An hour later the group is much more subdued. The waves have picked up, there is a small contingent of the group that’s already been to the back of the boat and is now feeling better. A smaller contingent is still out there. I’ve wedged my head next to the crack in the window that is providing wet, but fresh air to offset the diesel fuel smell. Nick is taking a solid nap. I try to do the same.
First Stop Windigo
What seems like an eternity (it’s only been three hours) later the ferry pulls into Windigo on the southern end of Isle Royale. The sky is an angry grey and the rain has only let up for a short while. We all have to get off the ferry for our orientation talk by the ranger. Then, following the same protocol as before, our much smaller group heads into the cabin on the ferry. I’ve said goodbye to Nick and the adult family of four who were sitting in front of me. They’ll be hiking northbound and it’s likely I will cross paths with them in a few days as I head southbound.
The group of three young men is still onboard and I learn they are heading to Rock Harbor for three or four days of hiking with no real plan. One of the three has learned he’s not the seafaring sort. He’s been on the back of the ferry quite often. The lady that’s been kayaking for 50 years is also still on board.

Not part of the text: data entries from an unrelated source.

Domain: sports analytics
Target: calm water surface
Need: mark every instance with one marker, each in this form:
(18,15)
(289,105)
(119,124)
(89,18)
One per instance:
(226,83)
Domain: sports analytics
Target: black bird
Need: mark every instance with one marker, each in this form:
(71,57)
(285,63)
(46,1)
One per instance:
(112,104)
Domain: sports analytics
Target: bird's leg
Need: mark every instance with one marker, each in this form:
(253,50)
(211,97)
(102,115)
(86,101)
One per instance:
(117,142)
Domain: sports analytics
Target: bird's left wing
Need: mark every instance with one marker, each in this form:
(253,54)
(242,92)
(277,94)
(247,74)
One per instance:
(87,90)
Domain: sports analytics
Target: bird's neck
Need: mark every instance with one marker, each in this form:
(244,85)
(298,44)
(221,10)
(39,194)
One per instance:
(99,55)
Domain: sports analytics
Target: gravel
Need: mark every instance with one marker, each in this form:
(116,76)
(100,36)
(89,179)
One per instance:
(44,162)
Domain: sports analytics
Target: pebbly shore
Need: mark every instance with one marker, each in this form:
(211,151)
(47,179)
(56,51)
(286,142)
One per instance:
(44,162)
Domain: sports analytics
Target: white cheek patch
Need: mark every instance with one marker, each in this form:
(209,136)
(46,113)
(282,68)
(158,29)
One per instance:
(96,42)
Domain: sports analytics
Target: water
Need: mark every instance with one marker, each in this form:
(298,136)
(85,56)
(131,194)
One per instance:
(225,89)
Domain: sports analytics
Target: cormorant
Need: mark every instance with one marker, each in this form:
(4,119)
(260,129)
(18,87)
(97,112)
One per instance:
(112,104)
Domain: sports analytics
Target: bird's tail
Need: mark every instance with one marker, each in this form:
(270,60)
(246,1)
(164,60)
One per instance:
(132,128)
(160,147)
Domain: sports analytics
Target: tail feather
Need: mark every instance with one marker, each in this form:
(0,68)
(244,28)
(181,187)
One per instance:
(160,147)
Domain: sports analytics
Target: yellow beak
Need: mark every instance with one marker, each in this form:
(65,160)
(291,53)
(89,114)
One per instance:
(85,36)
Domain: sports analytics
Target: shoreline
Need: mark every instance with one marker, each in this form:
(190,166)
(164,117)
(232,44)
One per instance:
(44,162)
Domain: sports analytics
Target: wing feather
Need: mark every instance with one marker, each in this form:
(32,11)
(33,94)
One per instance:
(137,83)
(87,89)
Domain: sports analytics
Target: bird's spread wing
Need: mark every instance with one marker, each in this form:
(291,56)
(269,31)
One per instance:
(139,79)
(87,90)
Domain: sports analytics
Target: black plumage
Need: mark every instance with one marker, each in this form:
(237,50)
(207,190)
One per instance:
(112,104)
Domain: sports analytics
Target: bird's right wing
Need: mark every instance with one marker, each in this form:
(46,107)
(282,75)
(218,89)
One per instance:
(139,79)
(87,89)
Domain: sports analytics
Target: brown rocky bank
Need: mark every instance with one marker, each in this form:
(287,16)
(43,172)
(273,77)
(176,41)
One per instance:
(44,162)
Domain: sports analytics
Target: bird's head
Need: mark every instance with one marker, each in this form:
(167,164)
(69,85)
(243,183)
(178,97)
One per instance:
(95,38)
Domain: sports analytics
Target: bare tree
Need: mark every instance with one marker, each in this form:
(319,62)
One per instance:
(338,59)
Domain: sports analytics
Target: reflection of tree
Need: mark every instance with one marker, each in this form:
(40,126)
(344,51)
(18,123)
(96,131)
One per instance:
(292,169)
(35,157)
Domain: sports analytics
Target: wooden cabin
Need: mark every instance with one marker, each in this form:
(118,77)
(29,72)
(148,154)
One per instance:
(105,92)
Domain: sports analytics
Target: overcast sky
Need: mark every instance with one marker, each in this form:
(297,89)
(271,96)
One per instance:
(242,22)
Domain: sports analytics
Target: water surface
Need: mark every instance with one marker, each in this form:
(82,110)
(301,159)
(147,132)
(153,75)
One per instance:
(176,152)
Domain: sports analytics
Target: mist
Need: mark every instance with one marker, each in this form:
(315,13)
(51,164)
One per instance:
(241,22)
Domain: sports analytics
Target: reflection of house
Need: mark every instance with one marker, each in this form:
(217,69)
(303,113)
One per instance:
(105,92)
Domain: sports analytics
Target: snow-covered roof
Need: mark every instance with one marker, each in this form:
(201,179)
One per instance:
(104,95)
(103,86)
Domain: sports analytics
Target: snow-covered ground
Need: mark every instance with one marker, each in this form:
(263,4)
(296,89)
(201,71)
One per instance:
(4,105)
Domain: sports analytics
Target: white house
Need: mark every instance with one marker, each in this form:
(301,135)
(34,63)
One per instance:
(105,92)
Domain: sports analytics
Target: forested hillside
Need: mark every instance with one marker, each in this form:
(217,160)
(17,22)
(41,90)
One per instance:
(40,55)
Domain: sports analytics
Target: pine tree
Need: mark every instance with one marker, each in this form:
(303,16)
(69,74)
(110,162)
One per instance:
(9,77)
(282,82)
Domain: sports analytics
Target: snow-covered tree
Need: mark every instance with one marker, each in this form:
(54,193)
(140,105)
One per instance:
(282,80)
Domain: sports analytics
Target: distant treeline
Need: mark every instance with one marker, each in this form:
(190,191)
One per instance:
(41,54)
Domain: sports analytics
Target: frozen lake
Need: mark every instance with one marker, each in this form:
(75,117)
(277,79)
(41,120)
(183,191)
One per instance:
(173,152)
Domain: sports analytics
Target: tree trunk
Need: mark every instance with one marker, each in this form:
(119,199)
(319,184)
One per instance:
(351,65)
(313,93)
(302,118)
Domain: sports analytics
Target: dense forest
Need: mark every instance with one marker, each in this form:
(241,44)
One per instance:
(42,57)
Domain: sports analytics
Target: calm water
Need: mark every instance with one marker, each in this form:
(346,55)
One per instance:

The Long Trip to Rock Harbor
We make one additional stop at Moskey Bay to drop off a group as we slog in the rough water toward the northern tip of the island. I’m grateful for the spot by the window and am bundled in the layers I’d hurriedly pulled out of my pack before it was hoisted up. Somewhere on the ride along the north side of the island we figure out that the young man from Chicago that isn’t the seafaring type has become hypothermic. The ship hand gets a bucket and we place him firmly on a bench inside at the back of the ferry. About this same time we learn that we are heading south, back the way we came, to stop at the Ranger’s station on Amygdaloid Island because it’s not safe to take the ferry around the north end of the island.
We dock at the station and get clearance to get off the ferry if we want. The ranger is stuck elsewhere in the same storm so the main building is locked up, but we can use the outhouse if we want. The crew also agrees to bring our gear down from the top of the ferry so we can get more layers and try to help out our sick hiker. As we chat, waiting out the weather we learn that the young men just graduated high school, that they didn’t eat much of anything on the way to the ferry and had lots of energy drinks. Then there is the fact almost everything he’s wearing is cotton. So the break in movement, while now completely destroying my hiking plan for the day, ends up being a good one to get this kid warmed up and a little food in him.

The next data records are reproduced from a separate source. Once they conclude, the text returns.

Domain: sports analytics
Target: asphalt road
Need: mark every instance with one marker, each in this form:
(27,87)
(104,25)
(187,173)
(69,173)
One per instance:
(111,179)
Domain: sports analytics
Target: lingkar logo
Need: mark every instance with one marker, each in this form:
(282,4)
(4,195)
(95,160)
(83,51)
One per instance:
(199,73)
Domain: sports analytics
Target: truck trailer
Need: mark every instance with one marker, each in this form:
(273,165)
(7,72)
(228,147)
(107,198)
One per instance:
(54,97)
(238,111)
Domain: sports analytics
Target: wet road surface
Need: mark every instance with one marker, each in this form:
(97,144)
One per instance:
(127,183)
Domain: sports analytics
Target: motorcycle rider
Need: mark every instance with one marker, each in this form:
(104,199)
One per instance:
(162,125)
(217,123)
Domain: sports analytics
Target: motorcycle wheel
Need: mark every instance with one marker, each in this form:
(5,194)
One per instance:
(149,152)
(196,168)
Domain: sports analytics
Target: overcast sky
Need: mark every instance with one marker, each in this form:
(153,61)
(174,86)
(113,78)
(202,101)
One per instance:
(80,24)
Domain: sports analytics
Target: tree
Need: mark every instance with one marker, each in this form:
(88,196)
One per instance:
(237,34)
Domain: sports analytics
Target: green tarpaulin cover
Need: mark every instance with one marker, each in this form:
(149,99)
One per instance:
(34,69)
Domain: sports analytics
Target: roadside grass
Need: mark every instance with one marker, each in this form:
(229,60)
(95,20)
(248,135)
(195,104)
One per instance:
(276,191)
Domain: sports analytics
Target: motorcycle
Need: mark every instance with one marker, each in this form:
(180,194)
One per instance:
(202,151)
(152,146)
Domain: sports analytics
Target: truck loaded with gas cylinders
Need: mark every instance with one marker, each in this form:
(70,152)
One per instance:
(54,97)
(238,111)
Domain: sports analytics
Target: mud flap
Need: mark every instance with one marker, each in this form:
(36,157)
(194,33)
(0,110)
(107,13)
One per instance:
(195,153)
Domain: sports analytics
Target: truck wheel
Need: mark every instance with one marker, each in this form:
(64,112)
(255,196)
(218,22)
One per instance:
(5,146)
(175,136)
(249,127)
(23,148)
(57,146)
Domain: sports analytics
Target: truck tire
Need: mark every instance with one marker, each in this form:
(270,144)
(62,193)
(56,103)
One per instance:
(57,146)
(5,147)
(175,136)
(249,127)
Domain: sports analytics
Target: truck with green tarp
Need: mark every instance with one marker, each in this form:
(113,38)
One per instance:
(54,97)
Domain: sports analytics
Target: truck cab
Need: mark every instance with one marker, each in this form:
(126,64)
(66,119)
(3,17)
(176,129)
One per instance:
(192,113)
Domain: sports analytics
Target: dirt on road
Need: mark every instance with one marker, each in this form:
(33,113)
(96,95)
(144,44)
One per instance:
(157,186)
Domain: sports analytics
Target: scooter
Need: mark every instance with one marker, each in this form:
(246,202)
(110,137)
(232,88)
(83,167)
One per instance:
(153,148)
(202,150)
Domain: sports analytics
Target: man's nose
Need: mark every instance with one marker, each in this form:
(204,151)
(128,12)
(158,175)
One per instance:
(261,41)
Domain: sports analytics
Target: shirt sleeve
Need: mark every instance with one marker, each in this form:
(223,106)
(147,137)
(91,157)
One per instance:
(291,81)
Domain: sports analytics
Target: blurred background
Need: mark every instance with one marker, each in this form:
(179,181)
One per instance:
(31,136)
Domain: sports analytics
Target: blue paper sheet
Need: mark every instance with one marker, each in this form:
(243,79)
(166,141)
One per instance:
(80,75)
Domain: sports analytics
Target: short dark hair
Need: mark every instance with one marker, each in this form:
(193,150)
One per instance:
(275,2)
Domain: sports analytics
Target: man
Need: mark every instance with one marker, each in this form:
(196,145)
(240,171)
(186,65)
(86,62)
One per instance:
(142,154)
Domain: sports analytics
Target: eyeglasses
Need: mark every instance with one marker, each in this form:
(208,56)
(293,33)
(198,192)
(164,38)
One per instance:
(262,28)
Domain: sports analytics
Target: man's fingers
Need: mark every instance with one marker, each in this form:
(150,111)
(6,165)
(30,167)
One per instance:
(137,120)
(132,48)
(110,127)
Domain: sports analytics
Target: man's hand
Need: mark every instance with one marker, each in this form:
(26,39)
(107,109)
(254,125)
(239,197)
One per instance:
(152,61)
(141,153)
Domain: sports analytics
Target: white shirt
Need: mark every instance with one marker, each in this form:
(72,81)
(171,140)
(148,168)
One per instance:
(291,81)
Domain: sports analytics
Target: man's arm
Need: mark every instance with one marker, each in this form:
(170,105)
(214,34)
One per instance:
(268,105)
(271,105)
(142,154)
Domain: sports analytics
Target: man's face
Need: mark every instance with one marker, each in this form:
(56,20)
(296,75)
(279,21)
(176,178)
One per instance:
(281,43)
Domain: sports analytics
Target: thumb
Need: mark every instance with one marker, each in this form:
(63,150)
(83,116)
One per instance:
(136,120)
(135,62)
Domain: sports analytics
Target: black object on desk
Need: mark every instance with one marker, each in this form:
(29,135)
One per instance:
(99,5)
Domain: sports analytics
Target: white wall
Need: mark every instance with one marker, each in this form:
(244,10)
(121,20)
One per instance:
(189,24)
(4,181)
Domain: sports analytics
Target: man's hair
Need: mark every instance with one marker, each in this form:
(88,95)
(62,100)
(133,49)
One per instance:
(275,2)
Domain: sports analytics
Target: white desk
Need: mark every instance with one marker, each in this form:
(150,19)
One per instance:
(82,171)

Nearly two hours later we get word that the captain is going to try again since the weather seems to be letting up a bit. He makes the trip around the north end and we start south toward Rock Harbor. It’s nearly 8:30 p.m. when we finally dock. It feels like the entire park staff is waiting for us. They’ve opened the restaurant for anyone wanting a hot meal. The few people who are staying in the lodge head for the warmth of its’ walls. I, on the other hand, join the small group heading to get permits. I know it’s not even remotely a part of my plan to hike yet tonight.
Then I head to the campground to start looking for a shelter. We’ve been told that both the campground at Rock Harbor and Daisy Farm are full thanks to the weather. So I go hunting for a few kind souls who will make room and am quickly rewarded by a Jimmy and Brianna who just finishing up their Windigo to Rock Harbor trek. The make room for me, I make some dinner and then fall promptly to sleep, hoping that my wet gear might dry out a bit before morning.